Boston-based violist and Korean Adoptee, Lauren Nelson is a versatile chamber and orchestral musician who is equally at home on both modern and historically informed instruments. As a Waldorf student growing up in rural southern New Hampshire, she fostered a love for the arts from an early age. Inspired by the collaborative spirit of chamber music, she quickly recognized that her viola would be a lifelong companion.
She appears regularly with some of the nation’s leading period ensembles including Boston Baroque and Handel + Haydn Society and of course, the Apreggione Ensemble.

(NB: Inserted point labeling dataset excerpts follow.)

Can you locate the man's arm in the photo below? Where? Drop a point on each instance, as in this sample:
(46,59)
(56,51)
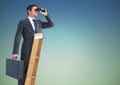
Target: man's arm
(17,40)
(49,22)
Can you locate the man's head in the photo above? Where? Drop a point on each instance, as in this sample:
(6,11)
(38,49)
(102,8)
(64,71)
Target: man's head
(31,10)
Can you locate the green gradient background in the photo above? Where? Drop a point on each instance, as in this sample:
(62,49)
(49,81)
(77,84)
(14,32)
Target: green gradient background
(83,48)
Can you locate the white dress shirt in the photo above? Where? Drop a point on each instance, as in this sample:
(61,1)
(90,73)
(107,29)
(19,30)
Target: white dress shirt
(32,22)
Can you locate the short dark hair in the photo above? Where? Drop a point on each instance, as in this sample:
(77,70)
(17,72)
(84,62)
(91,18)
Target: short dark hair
(30,7)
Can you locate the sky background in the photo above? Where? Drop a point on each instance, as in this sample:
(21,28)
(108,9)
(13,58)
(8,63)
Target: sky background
(83,48)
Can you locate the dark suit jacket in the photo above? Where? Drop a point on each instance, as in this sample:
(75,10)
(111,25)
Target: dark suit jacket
(25,29)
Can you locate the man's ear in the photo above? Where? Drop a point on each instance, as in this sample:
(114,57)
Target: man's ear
(29,11)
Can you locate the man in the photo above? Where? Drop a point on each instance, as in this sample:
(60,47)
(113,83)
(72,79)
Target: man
(27,28)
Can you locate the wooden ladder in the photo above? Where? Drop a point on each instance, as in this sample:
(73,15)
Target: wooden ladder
(34,59)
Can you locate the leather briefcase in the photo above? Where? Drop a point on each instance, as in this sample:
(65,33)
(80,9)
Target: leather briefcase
(15,68)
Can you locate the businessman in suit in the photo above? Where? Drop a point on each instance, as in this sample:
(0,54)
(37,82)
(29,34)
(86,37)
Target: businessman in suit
(27,28)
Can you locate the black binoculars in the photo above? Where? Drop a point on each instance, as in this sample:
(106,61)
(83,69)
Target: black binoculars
(40,9)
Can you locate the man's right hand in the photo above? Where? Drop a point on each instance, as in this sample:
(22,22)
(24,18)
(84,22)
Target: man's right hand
(15,56)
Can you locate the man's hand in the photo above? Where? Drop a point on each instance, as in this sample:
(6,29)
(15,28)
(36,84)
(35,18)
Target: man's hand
(15,56)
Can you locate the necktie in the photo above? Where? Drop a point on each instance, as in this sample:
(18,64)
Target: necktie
(35,25)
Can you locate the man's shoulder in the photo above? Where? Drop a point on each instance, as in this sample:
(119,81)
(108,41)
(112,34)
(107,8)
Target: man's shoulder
(24,20)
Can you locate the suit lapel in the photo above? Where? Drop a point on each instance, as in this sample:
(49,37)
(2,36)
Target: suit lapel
(29,24)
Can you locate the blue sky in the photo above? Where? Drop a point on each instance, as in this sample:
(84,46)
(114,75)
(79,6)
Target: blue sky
(83,48)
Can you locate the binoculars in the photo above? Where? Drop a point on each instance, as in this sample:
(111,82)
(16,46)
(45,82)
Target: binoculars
(40,9)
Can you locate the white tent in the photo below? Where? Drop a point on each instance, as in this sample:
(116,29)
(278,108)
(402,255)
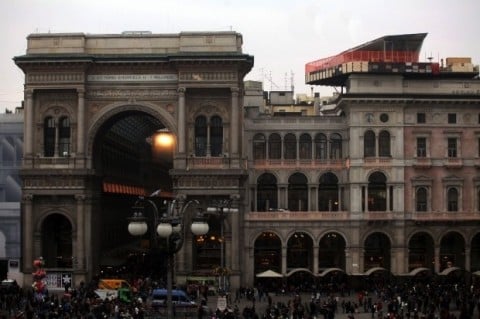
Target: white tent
(269,274)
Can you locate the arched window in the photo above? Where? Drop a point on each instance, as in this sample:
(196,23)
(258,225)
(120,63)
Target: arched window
(320,146)
(369,144)
(201,136)
(8,151)
(305,146)
(421,199)
(384,144)
(335,146)
(49,137)
(297,192)
(259,147)
(452,199)
(328,193)
(274,146)
(478,200)
(64,137)
(290,147)
(377,192)
(266,192)
(216,136)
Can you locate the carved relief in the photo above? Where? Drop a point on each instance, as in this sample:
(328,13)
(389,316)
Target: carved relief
(208,76)
(212,182)
(34,78)
(130,93)
(53,182)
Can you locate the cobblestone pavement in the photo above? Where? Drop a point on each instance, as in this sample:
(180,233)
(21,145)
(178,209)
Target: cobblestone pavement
(261,306)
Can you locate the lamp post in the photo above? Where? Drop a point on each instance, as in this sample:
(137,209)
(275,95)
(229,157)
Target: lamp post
(170,226)
(220,208)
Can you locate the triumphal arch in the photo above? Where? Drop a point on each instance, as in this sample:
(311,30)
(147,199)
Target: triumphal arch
(93,107)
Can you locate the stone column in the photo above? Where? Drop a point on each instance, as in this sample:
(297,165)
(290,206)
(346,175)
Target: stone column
(468,251)
(387,204)
(365,198)
(315,259)
(81,123)
(80,250)
(284,259)
(27,232)
(181,121)
(437,259)
(234,123)
(28,125)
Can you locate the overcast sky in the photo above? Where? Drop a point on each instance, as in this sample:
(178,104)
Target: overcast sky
(282,35)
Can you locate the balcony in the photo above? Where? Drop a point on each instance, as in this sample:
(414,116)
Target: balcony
(333,164)
(422,162)
(51,162)
(298,216)
(445,216)
(377,161)
(214,163)
(453,162)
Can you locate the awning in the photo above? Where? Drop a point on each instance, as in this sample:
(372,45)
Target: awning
(269,274)
(375,269)
(448,271)
(418,270)
(327,271)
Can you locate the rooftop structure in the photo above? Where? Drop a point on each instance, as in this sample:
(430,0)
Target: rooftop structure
(386,55)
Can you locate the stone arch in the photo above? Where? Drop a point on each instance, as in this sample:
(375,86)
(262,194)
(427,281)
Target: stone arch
(102,116)
(57,240)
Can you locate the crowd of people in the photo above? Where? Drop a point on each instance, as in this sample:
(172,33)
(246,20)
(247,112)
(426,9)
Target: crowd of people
(427,299)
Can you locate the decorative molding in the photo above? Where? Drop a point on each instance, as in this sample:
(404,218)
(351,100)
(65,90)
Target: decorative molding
(128,93)
(53,182)
(132,78)
(211,181)
(208,76)
(42,78)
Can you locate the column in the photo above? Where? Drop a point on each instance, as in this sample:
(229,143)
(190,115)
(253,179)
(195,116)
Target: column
(284,260)
(28,126)
(365,198)
(28,232)
(340,191)
(81,123)
(80,250)
(181,120)
(387,204)
(468,251)
(234,123)
(437,260)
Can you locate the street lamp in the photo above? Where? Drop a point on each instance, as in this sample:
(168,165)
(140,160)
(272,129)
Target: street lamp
(170,226)
(220,208)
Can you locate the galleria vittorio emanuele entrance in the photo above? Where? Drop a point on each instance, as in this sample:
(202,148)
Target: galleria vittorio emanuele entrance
(94,108)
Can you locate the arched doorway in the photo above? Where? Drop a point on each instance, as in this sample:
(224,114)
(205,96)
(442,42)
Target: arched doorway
(421,252)
(130,161)
(377,252)
(331,252)
(57,241)
(475,254)
(452,251)
(268,257)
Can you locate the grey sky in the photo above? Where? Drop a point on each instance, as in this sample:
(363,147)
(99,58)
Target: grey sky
(282,35)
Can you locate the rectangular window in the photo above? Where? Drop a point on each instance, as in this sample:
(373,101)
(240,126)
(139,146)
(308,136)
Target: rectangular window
(421,147)
(421,118)
(452,118)
(452,147)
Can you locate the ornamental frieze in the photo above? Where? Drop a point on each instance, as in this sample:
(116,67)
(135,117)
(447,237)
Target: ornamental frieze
(127,93)
(53,182)
(204,182)
(42,78)
(208,76)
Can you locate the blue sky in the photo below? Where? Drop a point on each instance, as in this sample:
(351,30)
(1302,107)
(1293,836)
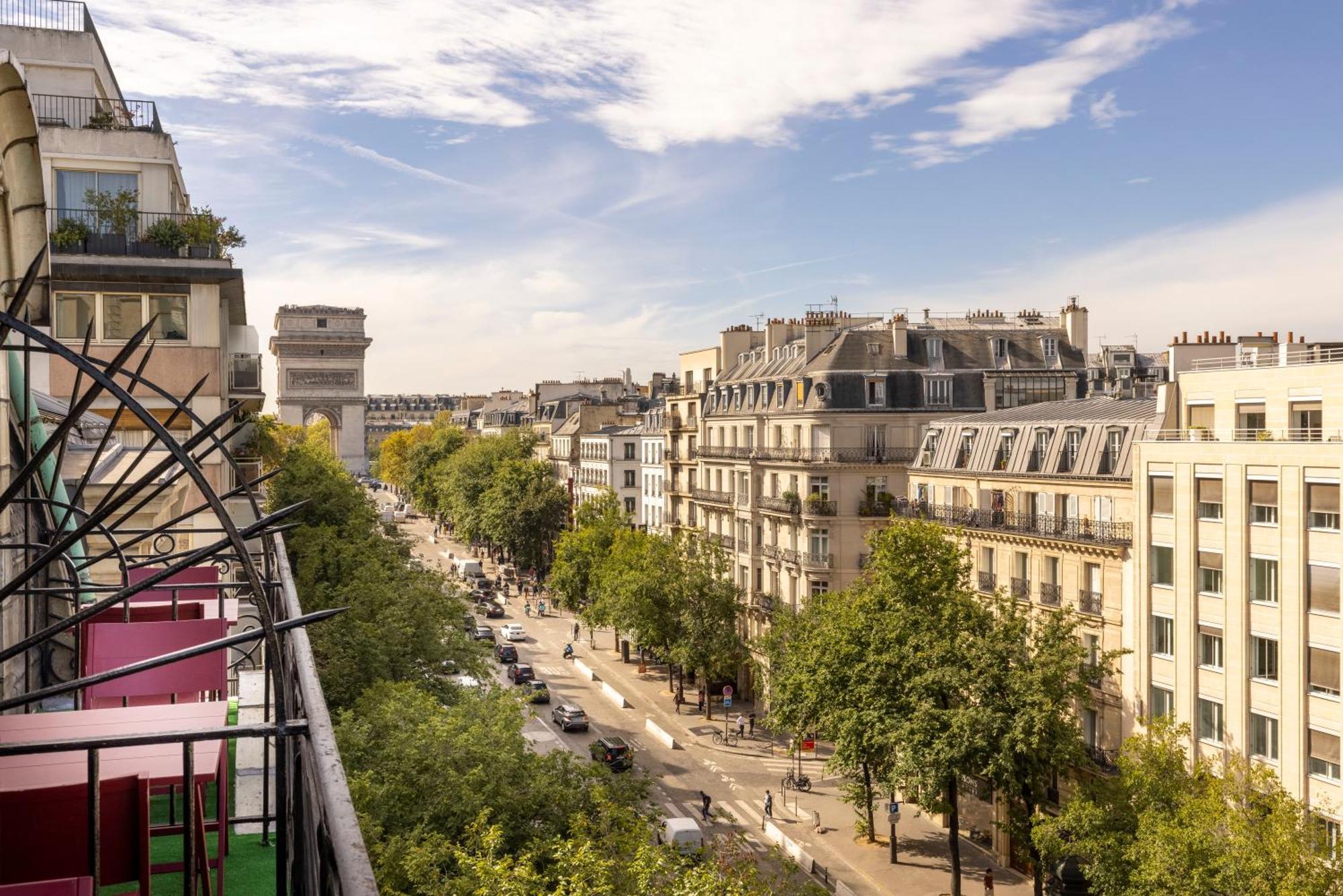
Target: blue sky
(523,189)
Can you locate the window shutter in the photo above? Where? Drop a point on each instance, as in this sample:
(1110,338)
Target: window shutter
(1264,494)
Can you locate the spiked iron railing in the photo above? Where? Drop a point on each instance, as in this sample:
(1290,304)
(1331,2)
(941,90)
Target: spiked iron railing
(71,557)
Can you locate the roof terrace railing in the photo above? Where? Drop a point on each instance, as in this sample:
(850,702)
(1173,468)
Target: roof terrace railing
(56,15)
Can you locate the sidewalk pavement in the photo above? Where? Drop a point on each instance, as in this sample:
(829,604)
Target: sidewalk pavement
(922,844)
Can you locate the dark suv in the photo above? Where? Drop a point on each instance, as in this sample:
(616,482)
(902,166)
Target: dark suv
(614,752)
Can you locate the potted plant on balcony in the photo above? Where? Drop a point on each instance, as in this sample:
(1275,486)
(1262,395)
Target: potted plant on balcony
(116,217)
(207,236)
(72,235)
(163,239)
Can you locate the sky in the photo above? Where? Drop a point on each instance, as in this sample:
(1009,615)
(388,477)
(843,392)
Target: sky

Dedicated to contemporary music, Lauren is the violist of the Semiosis Quartet, whose recent projects include a residency at Tanglewood and a program of works by female composers supported by the American Music Project. She also performs and records with Emmanuel Music, Boston Modern Orchestra Project, Odyssey Opera, Cantata Singers, New Bedford Symphony Orchestra, and Monadnock Music.
Lauren holds degrees in music performance from New England Conservatory, the University of Kentucky School of Music, and the Eastman School of Music. Her teachers have included Roger Tapping, Deborah Lander and John Graham. On historical viola she has studied with Adam LaMotte, Patrick Jordan, Marc Destrubé, Robert Mealy, Elizabeth Blumenstock and Julia Wedman.
When she’s not practicing or performing you can find Lauren deep in the woods, foraging for mushrooms with her husband, composer Steven Snowden, or studying Korean and hanging out with her 10 month old daughter.